First it was Barack Obama and now it's Muhammad Ali -- does every well-known African-American have Irish roots?













When Cassius Clay first claimed he was descended from "a Paddy", everyone thought he was joking. But it's true. And now 'The Greatest' is on his way to visit the old country.



Next month, the man who could "float like a butterfly and sting like a bee" will visit Ennis in Co Clare to retrace the steps of his great-grandfather.



Abe Grady emigrated to America in the 1860s, departing from Cappa Harbour, Kilrush, to the new world, never to return again. He settled in Kentucky and married an African-American woman.



Their son also married an African-American and one of the daughters of that union was Ali's mother, named Odessa Lee Grady. She married Cassius Clay Senior and they settled in Louisville, where their son, later to become known as the 'Louisville Lip', was initially given his father's name on his birth in 1942.

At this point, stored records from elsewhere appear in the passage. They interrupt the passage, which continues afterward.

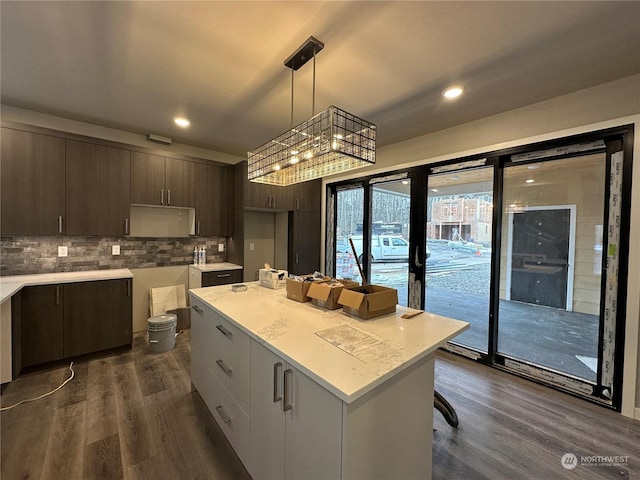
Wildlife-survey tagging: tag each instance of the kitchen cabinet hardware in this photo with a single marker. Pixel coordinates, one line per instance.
(225, 418)
(276, 395)
(224, 331)
(286, 387)
(224, 368)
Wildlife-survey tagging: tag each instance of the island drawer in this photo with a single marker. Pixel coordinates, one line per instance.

He later changed his name to Muhammad Ali when he converted to the Nation of Islam after winning the world title in 1964.

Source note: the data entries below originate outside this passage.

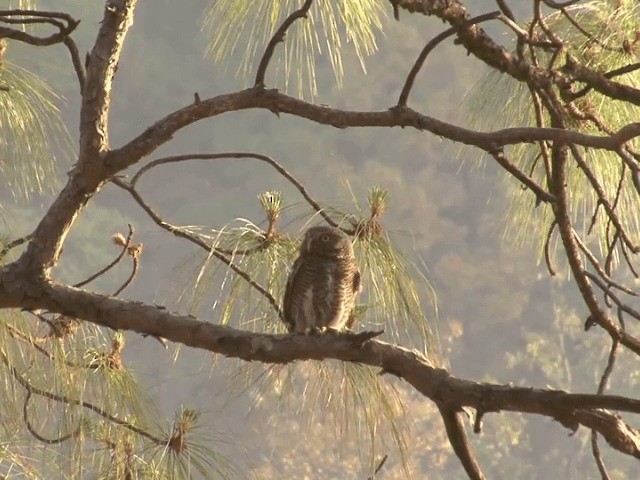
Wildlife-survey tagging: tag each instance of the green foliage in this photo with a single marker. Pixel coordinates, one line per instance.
(392, 300)
(240, 29)
(67, 362)
(31, 131)
(610, 24)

Ali, now 67 and fighting Parkinson's disease, will take up a long-standing invitation from the people of Clare to visit his ancestor's homeland on Tuesday, September 1.



When Ali's Clare connections were unearthed, Ennis council chairman Michael Corley said: "We would like to honour Ali."



Ali will also revisit the battle ground of his legendary bout with Al 'Blue' Lewis in 1972 in front of a 25,000 crowd at Croke Park in Dublin.



Despite his Irish roots, Ali tossed aside the shillelagh he was handed after arriving at Dublin Airport for that fight. He famously said he didn't need it to club his opponent to death.

Source Irish Independent







Muhammad Ali will also be in Dublin on August 31 for a fundraising night in the Ballsbridge Court Hotel to raise money for the Alltech Ali Charitable Foundation.



The former boxer has teamed up with biotechnology firm Alltech, headed by Dundalk native Pearse Lyons, to establish a fund to raise money for educationally underprivileged children.



A portion of the funds raised on the night will be donated to the Jack and Jill foundation, and to the Irish Rugby Charitable Trust.



In May, Dr Lyons presented Ali with a cheque for $50,000 (€35,000) to establish the Alltech Muhammad Ali Centre Global Education and Charitable Fund.